Cyril Wong is the author of The Lover’s Inventory, and other works of poetry and fiction in Singapore.

Fantasia

1

Dreaming of Kyoto in Osaka
and growing old in that town
where shrines would knock
tranquility into us at every turn
and a Buddha statue is composed
from ashes of the dead.
But food would hold no flavour
for your curried tongue; ryokans
have no proper chairs and the floor
is not for sleeping. A distant mountain
we’d never climb together
reminds me of our bodies
melded peacefully on a funeral pyre.

2

Living is
dying is loving
us for now.

3

When the mind moves faster
than light and so it freezes—
our marriage plays out in multiple
scenes on a distant screen;
forming, deforming, un-
forming. Until the return to where
we are now, like a rubber band
springing back to its original shape.
What am I left with that I’m left
to continue?

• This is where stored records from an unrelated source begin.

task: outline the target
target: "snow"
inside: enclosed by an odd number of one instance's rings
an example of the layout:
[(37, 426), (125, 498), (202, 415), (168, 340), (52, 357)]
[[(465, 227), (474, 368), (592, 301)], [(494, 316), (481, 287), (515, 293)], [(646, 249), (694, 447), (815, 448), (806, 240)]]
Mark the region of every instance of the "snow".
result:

What keeps me going
except for the slow hand of time
and the minutiae of love?

4

My mother told her children we must
never marry anyone outside our race,
never leave the church,
never become queer. I’ve never
been more Chinese, more holy, more
conventional than when I’m with you,
my lovely Indian man.
Your Hindu sacred thread moves
against my skin like a shifting line
in sand. When my wrist gets caught
in its loop, I know we’re conjoined and
already blessed.

~

The Terrorist

Not that it made a difference: humiliation
instead of triumph, Kafkaesque equivocation
of government officials, the press, social media—
not what we had in mind. Who knew that terrorists
would need courses in corporate messaging?
Tourists clutch their purchases against their chests,
whispering ISIS or Al-Qaeda under stalled breath
before crossing the street or re-entering trains
that pick up speed once the last body is cleared,
keeping to panicked schedules and bypassing history.
Debuting at Bangkok’s Min Buri court, my sallow face
oiled by camera flashes should have disappointed
many who thought (like me) the bomber in the photo
was handsome. This kind of work ages you,
I’d tell you. Running like a mad dog from Turkey
to Laos, Cambodia, then Thailand, praying over
forged passports, bomb-wires, bracing for the blast
such travail sucks the soul’s buoyancy from within…
But I can’t be sorry, it’s too late to be sorry—
“Uyghur” or “Uighur”, which is correct? Who knows
that I misspelled “Istanbul” in my passport?
What does sending these people back to China
have to do with us? they must ask. Grey Wolf, Grey
Wolves: shoppers at Siam Paragon must believe
it refers to the latest brand of underwear or shoes—
If this is the life I chose, then this is the life
I’ve chosen, I remind myself. With no more fight
left in me, I’m dragged lackadaisically between stations
like a drugged delinquent. From the police car,
I spot the Erawan Shrine again, one of the faces
of four-faced Brahma merely abraded; as if the deity
had deigned to permit a cursory show of vulnerability
before lustre is restored; with dancers prancing
around it to welcome, with intolerable grace, the passing
of tragedy, the immutability of change, a new day.

~

Vibrato

A birdcall I mistake for warm vibrato, a soprano warming up becoming the koel I recognise but shrink from recognising, because I want not to break the surface of sound with my discrimination of that sound; acknowledging instead that surface is singular, stretching from koel to these ears then my skull, travelling along the underside of skin to inspire goosebumps, the thrill of an alto trill beginning in my own throat; an unending surface of vibration, perhaps, that merges with the vibration of cells in my body, going deeper still—but what’s deeper than the wavering surface of everything? (Nothing.)